Clem soñaba con ser otro. Así como Octavio había sido quizá hacia dos semanas un perro llamado Clark, con unos dueños niños, a los que debía perseguir hasta agotarse por el jardín infinito, o quizá un pobre Peck encerrado en un apartamento aún más pequeño que el suyo, orinando en papeles de periódico, gordo no por la buena comida sino por la falta de actividad; ahora era el compañero de Sasha, paseaba dos o tres veces al día y tenía otro nombre y otra residencia. Quizá cambiándolo todo podría rehacerse.
Qué le pasaba a Clem?
Qué le pasó antes? Le pasó algo, o ya lleva tanto tiempo así que no lo recuerda?
Marisela en cambio quería ser ella misma, según creía. Quería ser tan ella, que se le olvidaran todos los demás. Quería que el mundo sólo fuera ella.
Pero esta es la historia sin amor. Y todos sabemos que sin amor, no hay historias. Sabemos que sin amor, las cosas son como mecanismos sin aceite, chirreantes, ruidosos, sin rumbo ni sentido. Clem no amaba, nadie amaba a Clem. Marisela apenas si supo alguna vez lo que era amarse a sí misma. Pero Octavio, parecía amarlo todo, agradecerle por lo que le daba. Qué absurdo, pensó Clem.
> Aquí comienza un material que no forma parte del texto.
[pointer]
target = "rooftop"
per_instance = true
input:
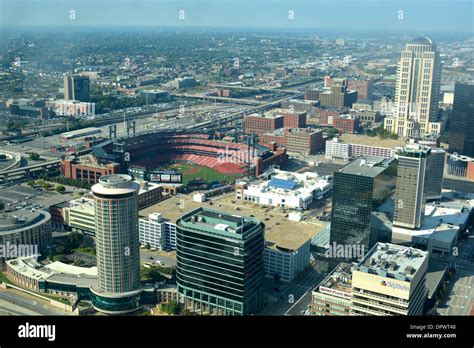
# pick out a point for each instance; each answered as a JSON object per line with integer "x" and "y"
{"x": 219, "y": 222}
{"x": 442, "y": 221}
{"x": 56, "y": 271}
{"x": 421, "y": 41}
{"x": 22, "y": 220}
{"x": 339, "y": 281}
{"x": 278, "y": 229}
{"x": 370, "y": 141}
{"x": 370, "y": 166}
{"x": 115, "y": 184}
{"x": 393, "y": 261}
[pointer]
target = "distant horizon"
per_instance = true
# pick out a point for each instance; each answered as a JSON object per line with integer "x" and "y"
{"x": 441, "y": 16}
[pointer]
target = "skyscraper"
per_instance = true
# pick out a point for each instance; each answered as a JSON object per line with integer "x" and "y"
{"x": 417, "y": 90}
{"x": 461, "y": 132}
{"x": 117, "y": 244}
{"x": 220, "y": 262}
{"x": 434, "y": 174}
{"x": 77, "y": 87}
{"x": 410, "y": 197}
{"x": 359, "y": 189}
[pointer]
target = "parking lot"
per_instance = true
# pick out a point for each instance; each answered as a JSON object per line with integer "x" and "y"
{"x": 21, "y": 196}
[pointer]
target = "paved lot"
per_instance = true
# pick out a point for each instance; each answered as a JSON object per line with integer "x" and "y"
{"x": 168, "y": 258}
{"x": 24, "y": 194}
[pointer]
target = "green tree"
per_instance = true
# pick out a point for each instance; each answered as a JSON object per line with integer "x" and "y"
{"x": 171, "y": 307}
{"x": 60, "y": 189}
{"x": 34, "y": 156}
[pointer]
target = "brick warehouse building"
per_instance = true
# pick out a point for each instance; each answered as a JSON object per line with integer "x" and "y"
{"x": 259, "y": 124}
{"x": 87, "y": 168}
{"x": 272, "y": 120}
{"x": 304, "y": 141}
{"x": 346, "y": 124}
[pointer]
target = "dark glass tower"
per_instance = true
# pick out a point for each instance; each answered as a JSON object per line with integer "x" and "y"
{"x": 220, "y": 262}
{"x": 461, "y": 131}
{"x": 359, "y": 189}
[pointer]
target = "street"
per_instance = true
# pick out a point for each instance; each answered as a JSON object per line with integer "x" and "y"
{"x": 295, "y": 297}
{"x": 13, "y": 302}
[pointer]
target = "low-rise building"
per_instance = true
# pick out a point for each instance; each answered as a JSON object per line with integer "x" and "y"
{"x": 286, "y": 190}
{"x": 87, "y": 168}
{"x": 24, "y": 232}
{"x": 390, "y": 280}
{"x": 353, "y": 146}
{"x": 346, "y": 123}
{"x": 333, "y": 295}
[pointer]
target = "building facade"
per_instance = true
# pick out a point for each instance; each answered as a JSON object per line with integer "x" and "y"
{"x": 417, "y": 90}
{"x": 117, "y": 244}
{"x": 434, "y": 174}
{"x": 461, "y": 139}
{"x": 339, "y": 96}
{"x": 87, "y": 168}
{"x": 333, "y": 295}
{"x": 410, "y": 196}
{"x": 358, "y": 189}
{"x": 220, "y": 262}
{"x": 390, "y": 280}
{"x": 77, "y": 87}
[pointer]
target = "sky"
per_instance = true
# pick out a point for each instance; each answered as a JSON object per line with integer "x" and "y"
{"x": 367, "y": 15}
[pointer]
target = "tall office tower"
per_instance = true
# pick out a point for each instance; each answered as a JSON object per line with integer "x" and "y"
{"x": 117, "y": 245}
{"x": 434, "y": 174}
{"x": 417, "y": 90}
{"x": 410, "y": 197}
{"x": 461, "y": 132}
{"x": 390, "y": 280}
{"x": 359, "y": 189}
{"x": 77, "y": 87}
{"x": 220, "y": 267}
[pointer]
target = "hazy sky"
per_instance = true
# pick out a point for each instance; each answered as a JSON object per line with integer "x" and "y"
{"x": 417, "y": 15}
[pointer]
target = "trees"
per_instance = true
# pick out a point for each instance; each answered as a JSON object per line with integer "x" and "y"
{"x": 60, "y": 189}
{"x": 34, "y": 156}
{"x": 171, "y": 307}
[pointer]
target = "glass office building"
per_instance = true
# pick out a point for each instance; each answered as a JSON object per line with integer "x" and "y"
{"x": 359, "y": 189}
{"x": 220, "y": 262}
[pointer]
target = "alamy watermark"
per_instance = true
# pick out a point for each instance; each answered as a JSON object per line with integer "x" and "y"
{"x": 236, "y": 156}
{"x": 13, "y": 251}
{"x": 345, "y": 251}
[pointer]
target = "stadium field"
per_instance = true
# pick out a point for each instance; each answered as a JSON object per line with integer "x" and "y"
{"x": 194, "y": 171}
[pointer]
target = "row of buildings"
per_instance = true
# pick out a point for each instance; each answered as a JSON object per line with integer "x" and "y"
{"x": 389, "y": 280}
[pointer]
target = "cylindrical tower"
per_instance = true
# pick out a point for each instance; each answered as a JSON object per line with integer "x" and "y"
{"x": 117, "y": 245}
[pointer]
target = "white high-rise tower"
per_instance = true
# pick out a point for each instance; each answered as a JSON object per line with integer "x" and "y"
{"x": 417, "y": 90}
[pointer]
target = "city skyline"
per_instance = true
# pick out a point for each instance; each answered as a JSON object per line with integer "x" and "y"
{"x": 420, "y": 16}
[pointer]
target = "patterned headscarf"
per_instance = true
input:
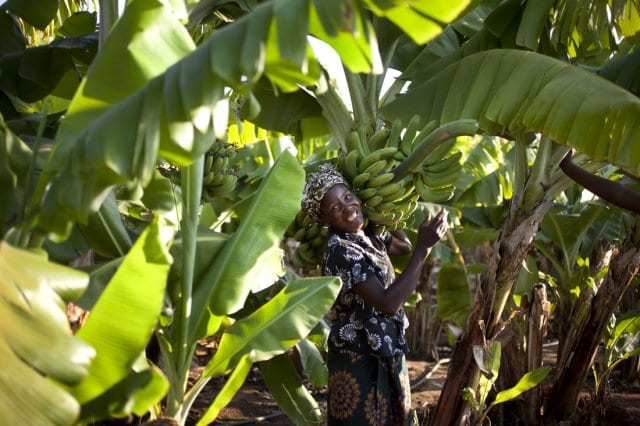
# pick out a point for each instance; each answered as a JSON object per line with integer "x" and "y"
{"x": 316, "y": 187}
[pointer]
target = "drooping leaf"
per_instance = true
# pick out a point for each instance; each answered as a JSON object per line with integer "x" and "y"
{"x": 253, "y": 255}
{"x": 35, "y": 12}
{"x": 511, "y": 91}
{"x": 285, "y": 385}
{"x": 34, "y": 317}
{"x": 134, "y": 394}
{"x": 313, "y": 363}
{"x": 230, "y": 388}
{"x": 528, "y": 381}
{"x": 277, "y": 325}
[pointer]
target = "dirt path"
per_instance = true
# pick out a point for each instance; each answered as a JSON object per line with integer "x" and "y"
{"x": 253, "y": 404}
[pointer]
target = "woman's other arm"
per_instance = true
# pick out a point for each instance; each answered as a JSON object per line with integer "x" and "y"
{"x": 610, "y": 191}
{"x": 390, "y": 300}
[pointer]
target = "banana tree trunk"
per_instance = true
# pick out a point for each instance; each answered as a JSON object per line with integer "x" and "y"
{"x": 490, "y": 299}
{"x": 578, "y": 358}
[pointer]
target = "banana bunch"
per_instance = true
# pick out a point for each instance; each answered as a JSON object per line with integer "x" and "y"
{"x": 369, "y": 166}
{"x": 434, "y": 180}
{"x": 312, "y": 238}
{"x": 218, "y": 174}
{"x": 439, "y": 171}
{"x": 219, "y": 177}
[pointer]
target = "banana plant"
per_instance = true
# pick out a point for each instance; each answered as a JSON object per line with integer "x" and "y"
{"x": 513, "y": 93}
{"x": 172, "y": 105}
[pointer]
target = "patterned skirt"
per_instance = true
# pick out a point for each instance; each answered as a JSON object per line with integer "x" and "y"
{"x": 369, "y": 390}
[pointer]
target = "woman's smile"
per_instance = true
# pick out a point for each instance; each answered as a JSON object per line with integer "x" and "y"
{"x": 341, "y": 209}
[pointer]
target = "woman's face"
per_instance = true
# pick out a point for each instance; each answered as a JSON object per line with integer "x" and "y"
{"x": 340, "y": 209}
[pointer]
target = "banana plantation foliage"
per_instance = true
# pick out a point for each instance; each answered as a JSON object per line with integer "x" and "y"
{"x": 152, "y": 160}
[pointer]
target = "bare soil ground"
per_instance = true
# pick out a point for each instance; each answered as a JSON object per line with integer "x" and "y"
{"x": 253, "y": 404}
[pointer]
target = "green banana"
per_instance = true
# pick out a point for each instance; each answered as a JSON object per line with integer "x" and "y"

No quería ser un perro. Quería conseguir eso que había conseguido Octavio. Pero los perros no consiguen nada, no? Son conseguidos. Clem planificó un viaje. Debía perderse, finalmente, para ser encontrado. Una vez más, que alguien lo encontrara. Hablaría de eso en la universidad. Alguna beca, algun viaje. Podía dejarle los perros a sus tíos, o quizá, al dueño de Octavio cuando llegara. Le hablaría de la buena relación entre él y Sasha, y se compadecería de separarlos.
Compasión. Al menos eso sí tenía Clem.